Bill Johnson, a weed scientist at Purdue University in West Lafayette, Ind., told CBC's The Current that the development of Roundup crops was among agriculture's top one or two most important in the past 60 or 70 years because it allowed farmers to control weeds that had become resistant to a variety of other herbicides. That resistance had been forcing farmers to use complicated mixtures of chemicals to control weeds.

'The solution is not always more and different pesticides.' —Chris Willenborg, weed scientist

It also meant farmers no longer had to till their fields to control weeds, Johnson said.

"It greatly reduced soil erosion. It allowed farm sizes to expand," he said, noting that tillage is time-consuming and expensive because it uses lots of fuel. Forgoing tillage has also reduced the amount of polluting agricultural run-off into waterways, he said.

Johnsons said glyphosate-resistant weeds began popping up in fields around a decade ago, and by 2002 or 2003, there was a large area in southeast Indiana where over 80 per cent of soybean fields had a glyphosate-resistant strain of mare's tale, a weed also known as Canada fleabane.

Double, triple weed control costs

Such weeds can double or triple the costs of weed control, he said, and lead to more tillage, more erosion, more water pollution from run-off, increased costs, yield losses and higher food prices.

Philip Shaw, a farmer and agricultural economist near Dresden, Ont., said glyphosate-resistant giant ragweed, a "very aggressive" weed that can grow up to three-metres tall, first appeared on his farm about 10 years ago. The plant can destroy 93 per cent of the yield of soybeans in the surrounding area, he added.

Shaw said he wonders if Monsanto, the U.S. biotechnology company that makes both Roundup and Roundup-Ready crops, has some responsibility to deal with this problem: "Because some of these weeds are getting away from what it says on the label will be killed."

Trish Jordan, director of public and industry affairs for Monsanto Canada, said her company is committed to working with farmers and academics to make sure glyphosate continues to be effective weed control.

Minimal impact in Canada: Monsanto

Jordan downplayed the impact of Roundup-resistant crops in Canada, where she says they are a relatively new phenomenon and confined to parts of Ontario. She credited good crop rotation practices and lower adoption of Roundup Ready crops compared to the U.S.

The company has been recommending practices such as crop rotation, tilling their fields from time to time if appropriate, and using other herbicides to help control weeds.

It is also working on genetically modified crops that are resistant to other herbicides, such as dicamba-resistant soybeans.

"In the U.S., we think that will be a potential option to help grower who have been relying on roundup ready soybeans to introduce a new technology into their fields that has a different mode of action."

However Chris Willenborg, a weed scientist at the University of Saskatchewan, cautioned, "The solution is not always more and different pesticides."

He suggested using additional methods such as crop rotation and high seeding rates to keep weed populations low and minimize the chance that they become resistant to Roundup.

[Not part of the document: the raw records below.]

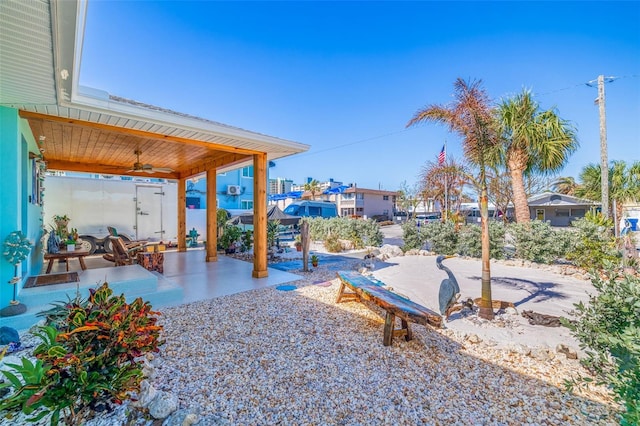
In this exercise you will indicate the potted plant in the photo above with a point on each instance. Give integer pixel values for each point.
(72, 239)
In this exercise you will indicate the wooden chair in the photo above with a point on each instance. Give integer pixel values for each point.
(113, 232)
(121, 255)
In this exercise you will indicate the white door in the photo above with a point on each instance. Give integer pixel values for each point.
(149, 213)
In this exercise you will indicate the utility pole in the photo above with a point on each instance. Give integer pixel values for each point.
(604, 160)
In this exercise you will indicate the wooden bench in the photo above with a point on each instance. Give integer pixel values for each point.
(66, 255)
(363, 288)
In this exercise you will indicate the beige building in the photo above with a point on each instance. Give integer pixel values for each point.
(362, 202)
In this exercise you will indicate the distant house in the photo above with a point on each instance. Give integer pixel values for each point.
(362, 202)
(559, 209)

Johnson noted that the process of natural selection inevitably leads to the appearance of weeds resistant to any widely used herbicide. The genetic variation within a population eventually produces an individual that can survive the pesticide, and over time, that strain will come to dominate, since all the other strains will have been killed off.

He said companies need to stay ahead of the resistance curve by developing new herbicides and investigating other means of controlling weeds.

He added, "We've simply gotten too accustomed to relying too heavily on a very good technology."